A. 1 juist 2 onjuist
B. 1 onjuist 2 juist
C. beidde juist
D. beidde onjuist
2. welke hormonen hebben naast glucagon en insuline invloed op de bloedsuikerspiegel?
A. cortisol uit de bijnier, Somatotropine uit de hypofyse, HPL uit de placenta
B. oxytocine uit de hypofyse, T3 en T4 uit de schildklier, renine uit de nieren
C. aldosteron uit de bijnier, Somatotropine uit de hypofyse, leptine
Casus 2B
3. Trek een lijn naar de juiste betekenis.
1. opioïden A. Het zijn pijnstillers met een
ontstekingsremmende werking.
2. NSAID B. centraal werkende analgetica (pijnstillers die
op het centraal zenuwstelsel werken)
3. paracetamol C. is een pijnstiller, die ook uw koorts verlaagt
4. Nociceptive-pijn is:
A. weefselpijl door weefselbeschadiging, de plek van pijn is duidelijk aanwijsbaar.
Bijvoorbeeld brandwonden, verbrijzeling, snijwond.

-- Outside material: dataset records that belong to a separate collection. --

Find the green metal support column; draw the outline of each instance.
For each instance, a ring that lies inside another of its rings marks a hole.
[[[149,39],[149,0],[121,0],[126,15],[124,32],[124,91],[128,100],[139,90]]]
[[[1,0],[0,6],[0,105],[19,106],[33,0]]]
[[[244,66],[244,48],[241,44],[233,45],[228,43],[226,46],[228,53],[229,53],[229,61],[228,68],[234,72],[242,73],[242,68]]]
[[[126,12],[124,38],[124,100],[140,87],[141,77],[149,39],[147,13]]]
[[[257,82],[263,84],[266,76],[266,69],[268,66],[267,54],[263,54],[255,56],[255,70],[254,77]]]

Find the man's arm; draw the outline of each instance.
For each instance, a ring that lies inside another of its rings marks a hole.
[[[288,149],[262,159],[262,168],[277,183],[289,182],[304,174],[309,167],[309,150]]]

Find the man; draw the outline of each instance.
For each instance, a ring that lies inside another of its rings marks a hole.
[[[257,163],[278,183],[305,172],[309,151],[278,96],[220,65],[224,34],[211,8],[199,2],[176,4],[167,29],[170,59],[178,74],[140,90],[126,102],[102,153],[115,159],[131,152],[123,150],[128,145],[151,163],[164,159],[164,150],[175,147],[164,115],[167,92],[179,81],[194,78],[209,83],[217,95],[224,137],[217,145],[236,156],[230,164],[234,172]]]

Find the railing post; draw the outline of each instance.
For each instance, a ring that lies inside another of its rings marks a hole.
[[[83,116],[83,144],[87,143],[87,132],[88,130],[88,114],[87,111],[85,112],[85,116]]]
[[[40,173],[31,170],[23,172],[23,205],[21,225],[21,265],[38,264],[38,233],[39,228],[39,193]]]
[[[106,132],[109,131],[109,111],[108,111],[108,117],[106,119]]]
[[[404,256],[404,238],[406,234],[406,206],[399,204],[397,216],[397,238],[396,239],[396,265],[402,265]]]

B. Pijn die plotseling optreedt en meestal niet lang duurt. De pijn kan gepaard gaan met
angst, snelle hartslag en verhoging van de ademfrequentie.
C. Pijn die weken of maanden aanhoudt. De pijn heeft geen effect op de hartslag maar kan
bijvoorbeeld wel leiden tot depressie, slaapproblemen en gebrek aan energie.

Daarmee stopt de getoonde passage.